Wie bemisst man das Ausmass kriminellen Handelns? Beispielsweise in Paletten. Auf zweien davon, verpackt in über 50 Zügelkartons, lieferte die Staatsanwaltschaft die zum Verfahren gehörenden Akten. Die Anklageschrift dokumentiert auf über 200 Seiten minutiös, wie dreist die Beschuldigten vorgegangen sind. Im Fall Bad Rans etwa sollen sie 6,2 Millionen Franken an Investorengeldern als «Promotionshonorare» eingestrichen haben. Ohne jegliche Gegenleistung und ohne dass auf dem Baugrund auch nur eine Schaufel Erde bewegt worden wäre.
Nun haben die Beschuldigten und ihre 15 Anwälte noch mehr Zeit, sich eine Begründung für solche Zahlungen auszudenken. Denn der Verhandlungstermin im August ist erneut geplatzt. Der bisherige Verfahrensleiter und die Gerichtsschreiberin mussten wegen Befangenheit in den Ausstand treten. «Den Grund kennen wir nicht, da bis heute kein begründetes Urteil der Anklagekammer vorliegt», sagt Hans Willi, der neue Verfahrensleiter. Ein neuer Termin ist nicht bekannt.

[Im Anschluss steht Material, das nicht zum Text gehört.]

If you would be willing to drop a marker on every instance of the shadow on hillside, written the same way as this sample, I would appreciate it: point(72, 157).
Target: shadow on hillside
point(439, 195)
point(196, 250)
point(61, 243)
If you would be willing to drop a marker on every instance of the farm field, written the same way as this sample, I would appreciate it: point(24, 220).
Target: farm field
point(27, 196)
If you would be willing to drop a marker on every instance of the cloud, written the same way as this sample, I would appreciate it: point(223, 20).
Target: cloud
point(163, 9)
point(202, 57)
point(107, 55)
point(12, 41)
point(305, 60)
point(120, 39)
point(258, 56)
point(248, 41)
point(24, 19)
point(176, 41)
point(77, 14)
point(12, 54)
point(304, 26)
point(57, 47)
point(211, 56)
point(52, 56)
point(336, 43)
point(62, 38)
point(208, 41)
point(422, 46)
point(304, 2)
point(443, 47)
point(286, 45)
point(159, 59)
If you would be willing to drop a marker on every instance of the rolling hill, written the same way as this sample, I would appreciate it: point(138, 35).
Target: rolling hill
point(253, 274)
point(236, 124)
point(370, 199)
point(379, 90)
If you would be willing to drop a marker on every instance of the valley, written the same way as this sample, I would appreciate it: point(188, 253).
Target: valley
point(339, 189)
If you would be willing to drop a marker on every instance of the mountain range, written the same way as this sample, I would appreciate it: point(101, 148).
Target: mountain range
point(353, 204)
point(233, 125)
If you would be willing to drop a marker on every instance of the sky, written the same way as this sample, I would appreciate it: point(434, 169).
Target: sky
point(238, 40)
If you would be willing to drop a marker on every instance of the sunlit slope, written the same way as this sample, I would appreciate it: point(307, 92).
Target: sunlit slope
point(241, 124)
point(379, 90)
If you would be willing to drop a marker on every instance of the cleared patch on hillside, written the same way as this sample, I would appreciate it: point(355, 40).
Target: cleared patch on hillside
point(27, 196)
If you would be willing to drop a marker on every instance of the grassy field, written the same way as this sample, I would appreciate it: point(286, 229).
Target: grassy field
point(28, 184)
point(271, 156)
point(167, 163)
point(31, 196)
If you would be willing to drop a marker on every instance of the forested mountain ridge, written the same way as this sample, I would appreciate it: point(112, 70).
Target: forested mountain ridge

2010 haben rund 540 Kleinanleger mit dem Konkurs der Isenbach-Wohnbaugenossenschaft mit Sitz in Effretikon ZH ihre Investitionen verloren. Das mutmasslich kriminelle Handeln der Isenbach-Verantwortlichen vernichtete das gesamte Eigenkapital von 22,5 Millionen Franken.
Dabei war das Isenbach-Debakel nur die Spitze des Eisbergs. Wie der Beobachter publik gemacht hat, war die Effretiker Genossenschaft Teil eines weit verzweigten Geflechts von konkursiten Wohnbaugenossenschaften, Beratungs- und Bauzulieferfirmen. Darunter die Bad Rans und die Adao Hotels, beide mit Sitz in Sevelen SG, sowie die Wohnbaugenossenschaft Erlen in Wollerau SZ.

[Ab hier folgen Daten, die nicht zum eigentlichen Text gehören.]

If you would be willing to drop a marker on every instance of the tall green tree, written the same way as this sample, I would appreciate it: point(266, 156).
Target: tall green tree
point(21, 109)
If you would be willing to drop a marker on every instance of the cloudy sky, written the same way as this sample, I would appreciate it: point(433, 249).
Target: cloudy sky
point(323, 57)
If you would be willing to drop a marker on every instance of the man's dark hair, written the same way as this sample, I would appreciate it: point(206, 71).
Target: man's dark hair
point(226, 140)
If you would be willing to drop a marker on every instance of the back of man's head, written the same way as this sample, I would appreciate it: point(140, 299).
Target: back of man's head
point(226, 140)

Die Firmen dienten vor allem als vorgeschobene Träger von hochfliegenden Bauprojekten. In Sevelen etwa sollte ein Parkhotel entstehen. 184 Zimmer, Seminarräume, Medical-Spa-Bereich, Ballsaal. Investitionsvolumen: bis zu 140 Millionen Franken. Mit solchen Projekten ging eine Gruppe Geschäftsleute unter Führung von K. und Isenbach-Präsident Rolf Müller auf Investorensuche. Im Auge hatte die Truppe vor allem den eigenen finanziellen Vorteil.